Interned in September 1940, in messages smuggled via resistance networks he repeatedly urged the Allies to bomb the camp, long before the methodised murder of the Holocaust commenced. Pilecki remained in Auschwitz for two years; he escaped and continued fighting for the Polish underground and, post-war, in resistance campaigns against the communist regime.

Tragically, he was captured, tried and executed in 1948 by Poland’s Soviet-backed government, which deemed him to be a political threat not least because he had investigated Russian atrocities in his homeland during his post-Auschwitz missions.

For nearly 50 years after the war, Poland’s regime portrayed a propagandised version of Auschwitz in which only communist prisoners and Russian liberators could be heroes. Thus, Pilecki’s heroism was erased, and has only recently been uncovered as state archives have opened and Pilecki’s memoirs have been retrieved and translated.

Deservedly, albeit belatedly, we now know the extent of his sacrifice.

To shed new light on the past: The Colour of Time: A New History of the World 1850-1960 by Dan Jones and Marina Amaral (Head of Zeus, 2018)

What does colour add to historical perspective? In a word, amplification: of the cruel cunning in Stalin’s coal-black eyes; of the wide-eyed, fearful confusion of a doomed soldier in a Flanders field; of how Mata Hari’s vibrant apple-red lips contrast with the dull red of battlefield blood at Gettysburg.

Towards a final selection of 200 photographs, the book’s creators spent two years poring over 10,000 candidates — and researching: colours, and their shades, are lost in the past and required painstaking fact-checking. "A portrait of a soldier, say, will contain uniforms, medals, ribbons, patches, vehicles, skin, eye and hair colours … each detail must be verified," the introduction explains.

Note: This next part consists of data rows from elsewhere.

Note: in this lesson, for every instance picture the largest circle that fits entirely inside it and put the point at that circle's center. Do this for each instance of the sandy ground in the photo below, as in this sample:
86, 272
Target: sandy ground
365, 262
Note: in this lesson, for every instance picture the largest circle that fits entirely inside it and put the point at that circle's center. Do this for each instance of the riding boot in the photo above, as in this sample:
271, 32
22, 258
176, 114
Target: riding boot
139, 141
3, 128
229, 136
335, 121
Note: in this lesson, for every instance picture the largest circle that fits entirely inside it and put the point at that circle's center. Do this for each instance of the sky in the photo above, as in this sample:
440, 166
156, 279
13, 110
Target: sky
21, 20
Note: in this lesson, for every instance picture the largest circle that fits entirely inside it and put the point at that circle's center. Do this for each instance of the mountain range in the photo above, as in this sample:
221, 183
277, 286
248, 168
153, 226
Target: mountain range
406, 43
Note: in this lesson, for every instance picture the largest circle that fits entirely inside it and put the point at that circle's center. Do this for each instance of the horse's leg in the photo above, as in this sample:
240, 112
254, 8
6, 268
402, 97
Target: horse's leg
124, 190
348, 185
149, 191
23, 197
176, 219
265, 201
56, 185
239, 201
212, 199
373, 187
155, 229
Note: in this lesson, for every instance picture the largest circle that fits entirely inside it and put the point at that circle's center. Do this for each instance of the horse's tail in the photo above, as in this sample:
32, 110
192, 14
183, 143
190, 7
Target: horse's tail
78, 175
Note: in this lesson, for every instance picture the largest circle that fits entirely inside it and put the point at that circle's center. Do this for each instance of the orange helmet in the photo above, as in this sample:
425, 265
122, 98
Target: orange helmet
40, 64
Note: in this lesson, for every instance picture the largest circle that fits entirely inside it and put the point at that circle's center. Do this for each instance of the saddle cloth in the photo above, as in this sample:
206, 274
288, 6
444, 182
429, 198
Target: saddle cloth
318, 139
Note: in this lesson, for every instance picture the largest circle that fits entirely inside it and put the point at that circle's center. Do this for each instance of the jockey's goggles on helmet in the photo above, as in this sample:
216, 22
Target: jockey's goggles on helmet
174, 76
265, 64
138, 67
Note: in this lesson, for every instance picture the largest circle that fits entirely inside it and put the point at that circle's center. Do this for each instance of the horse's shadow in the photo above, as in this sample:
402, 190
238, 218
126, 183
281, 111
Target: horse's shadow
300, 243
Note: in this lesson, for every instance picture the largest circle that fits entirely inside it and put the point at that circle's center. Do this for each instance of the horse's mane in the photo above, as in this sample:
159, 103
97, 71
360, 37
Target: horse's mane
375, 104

The Colour of Time is a masterful curation of segments of history. Dip into it to learn about the Native American tribes led by Sitting Bull or Red Cloud, or the 1954 Guatemalan coup, or to appreciate Jones’s incisive backdrop commentaries, such as his characterisation of the 1850s as "a time of extraordinary, near-unprecedented change which confused, delighted and killed people in roughly equal measure". Or simply revel in the photographs.